Personal information
- Date of birth: 1 November 1973 (age 52)
- Place of birth: Paramaribo, Suriname
- Height: 1.80 m (5 ft 11 in)
- Position: Striker

Senior career*
- Years: Team / Apps / (Gls)
- 1993–1995: AFC Ajax / 4 / (2)
- 1993–1994: → FC Groningen (loan) / 28 / (14)
- 1995–1997: RKC Waalwijk / 50 / (18)
- 1997–1998: Willem II / 29 / (14)
- 1998–1999: Leeds United / 18 / (3)
- 1999–2002: Huddersfield Town / 63 / (16)
- 2002: Preston North End / 6 / (3)
- 2002–2003: Oldham Athletic / 26 / (10)
- 2003–2004: Beira-Mar / 29 / (9)
- 2004–2006: Darlington / 39 / (15)
- 2005–2006: → Macclesfield Town (loan) / 12 / (6)
- 2006: Macclesfield Town / 8 / (2)
- 2006: Brentford / 9 / (0)
- Total:  / 321 / (112)

= Clyde Wijnhard =

Dutch footballer

Clyde Wijnhard (born 1 November 1973) is a Dutch former professional footballer who played as a striker.

Born in Paramaribo, Suriname, Wijnhard started his career in the Netherlands with AFC Ajax, and had spells with FC Groningen, RKC Waalwijk and Willem II before joining Premier League club Leeds United for a £1.5 million fee in 1998. He joined Huddersfield Town in 1999 but suffered a near-fatal car accident the following year. He joined Preston North End and later had spells with Oldham Athletic, Beira-Mar, Darlington, Macclesfield Town and Brentford before retiring in 2006.

==Playing career==
===Early career===
Born in Paramaribo, Wijnhard started his career at Ajax in 1993, scoring 2 in 4 matches in the 1992–93 season and had a loan spell at FC Groningen in the 1993–94 season, where he scored 14 in 28 matches. Following his return from loan, manager Louis van Gaal unsuccessfully attempted to use Wijnhard as a right back.

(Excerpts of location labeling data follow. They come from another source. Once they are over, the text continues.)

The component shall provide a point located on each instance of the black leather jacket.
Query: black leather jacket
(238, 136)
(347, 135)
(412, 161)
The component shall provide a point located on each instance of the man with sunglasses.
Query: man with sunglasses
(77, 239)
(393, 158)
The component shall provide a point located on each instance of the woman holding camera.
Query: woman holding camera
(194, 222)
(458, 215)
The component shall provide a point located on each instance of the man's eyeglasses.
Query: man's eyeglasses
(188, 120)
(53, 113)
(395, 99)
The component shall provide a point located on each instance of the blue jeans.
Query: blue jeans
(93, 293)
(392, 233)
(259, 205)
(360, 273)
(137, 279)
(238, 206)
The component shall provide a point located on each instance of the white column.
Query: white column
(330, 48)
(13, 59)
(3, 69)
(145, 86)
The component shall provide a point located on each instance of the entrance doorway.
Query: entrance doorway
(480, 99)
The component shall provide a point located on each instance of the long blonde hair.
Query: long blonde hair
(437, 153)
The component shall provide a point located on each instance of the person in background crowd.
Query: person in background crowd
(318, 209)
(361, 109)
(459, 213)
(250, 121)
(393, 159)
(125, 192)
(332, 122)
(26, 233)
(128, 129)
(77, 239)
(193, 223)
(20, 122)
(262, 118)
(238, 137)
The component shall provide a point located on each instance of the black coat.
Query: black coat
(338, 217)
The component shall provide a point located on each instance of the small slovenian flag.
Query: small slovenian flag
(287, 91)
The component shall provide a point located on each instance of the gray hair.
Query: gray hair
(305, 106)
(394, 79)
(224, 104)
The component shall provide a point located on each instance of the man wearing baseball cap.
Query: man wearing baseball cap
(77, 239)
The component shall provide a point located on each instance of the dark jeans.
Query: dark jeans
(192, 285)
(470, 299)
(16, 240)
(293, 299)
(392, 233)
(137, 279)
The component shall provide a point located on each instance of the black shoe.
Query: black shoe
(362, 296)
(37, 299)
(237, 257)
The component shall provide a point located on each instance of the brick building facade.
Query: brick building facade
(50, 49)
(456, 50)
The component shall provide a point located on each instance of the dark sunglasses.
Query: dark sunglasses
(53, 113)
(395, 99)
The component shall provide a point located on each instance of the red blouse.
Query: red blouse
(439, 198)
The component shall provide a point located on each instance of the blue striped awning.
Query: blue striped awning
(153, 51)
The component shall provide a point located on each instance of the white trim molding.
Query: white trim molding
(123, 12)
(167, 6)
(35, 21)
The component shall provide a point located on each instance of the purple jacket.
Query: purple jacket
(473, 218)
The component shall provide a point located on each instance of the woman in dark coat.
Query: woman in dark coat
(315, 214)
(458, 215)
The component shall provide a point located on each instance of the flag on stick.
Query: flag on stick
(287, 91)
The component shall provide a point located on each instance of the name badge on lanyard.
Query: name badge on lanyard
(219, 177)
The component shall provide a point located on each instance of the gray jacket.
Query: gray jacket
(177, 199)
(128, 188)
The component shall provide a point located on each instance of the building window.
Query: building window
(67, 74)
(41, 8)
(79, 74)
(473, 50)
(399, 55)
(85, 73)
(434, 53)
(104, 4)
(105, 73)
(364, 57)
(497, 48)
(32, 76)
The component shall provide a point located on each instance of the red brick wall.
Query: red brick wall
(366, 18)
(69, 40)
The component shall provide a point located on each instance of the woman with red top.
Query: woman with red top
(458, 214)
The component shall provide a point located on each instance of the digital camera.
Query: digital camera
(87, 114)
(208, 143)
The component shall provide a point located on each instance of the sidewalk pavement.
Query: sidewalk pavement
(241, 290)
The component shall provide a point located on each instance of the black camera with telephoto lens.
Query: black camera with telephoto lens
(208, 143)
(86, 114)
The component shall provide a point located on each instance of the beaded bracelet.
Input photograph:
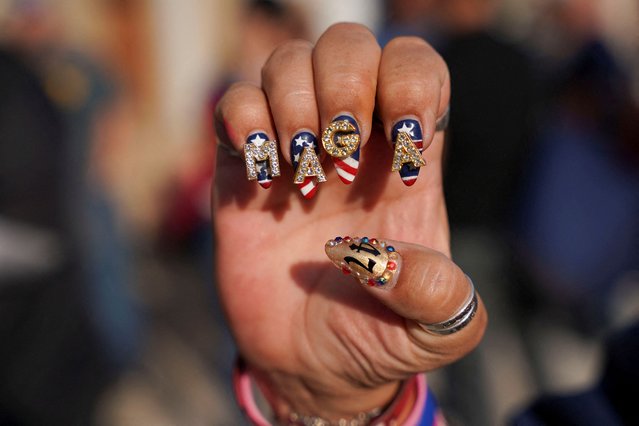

After two seasons with RKC Waalwijk between 1995 and 1997, in which he scored 18 goals in 50 games, he signed for Willem II on a two-year contract in September 1997. He scored 14 goals in 29 matches during the 1997–98 season.

===Leeds United===
Wijnhard joined Premier League club Leeds United in summer 1998 for a fee of £1.5 million. He was signed as a strike partner to fellow Dutch forward Jimmy Floyd Hasselbaink, who had scored 22 goals for the club during the previous season. He scored his first goal for the club on 8 September in the club's 3–0 win over Southampton, but his game time was limited following the departure of manager George Graham, and he scored 4 goals in 25 matches across all competitions during the 1998–99 season.

===Huddersfield Town===
Wijnhard signed for First Division club Huddersfield Town in summer 1999 for a fee of £750,000.

In September 2000, Wijnhard suffered a near-fatal car accident which left him unable to play for the next 18 months.

===Preston North End and Oldham Athletic===
In March 2002, Wijnhard joined First Division side Preston North End on a free transfer. He made his debut for the club on 23 March 2002, starting in their 2–0 win away to Stockport County.

In summer 2002, he turned down an offer of a three-year deal at Preston. He subsequently had trials at Barnsley and Galatasaray before joining Oldham Athletic on a non-contract basis on 29 August 2002. He signed a contract until the end of the season the following week.

===Later career===
Wijnhard spent the 2003–04 season in Portugal with Beira-Mar on a week-to-week contract but eventually left the club due to a lack of game time, and returned to England.

In October 2004, Wijnhard joined Darlington on a match-by-match contract. He scored on his debut for the club on 2 October 2004 as they beat Southend United 4–0 on 2 October. The following month, he signed a contract until summer 2006. On 7 October 2005, the club announced that they had terminated his contract, but his registration was retained and he joined Macclesfield Town on loan on 14 October. He joined the club on a permanent deal in January 2006. He was released by Macclesfield at the end of the season.

After trial spells at Chester City and NAC Breda, he joined Brentford on trial in September 2006, and signed a three-month contract with the club later that month. He was released by the club in December 2006, shortly prior to the end of his contract.

Wijnhard appeared for Bramham FC of the Harrogate and District Association Football League, who he joined in the summer of 2006. As of the 2009/2010 season Wijnhard played for Shadwell United in the Yorkshire Old Boys League (now Yorkshire Amateur League). He has also appeared again for Leeds United albeit in Masters Football alongside Darren Huckerby.

==After football==
He helps young Dutch men's footballers gain trials at English clubs.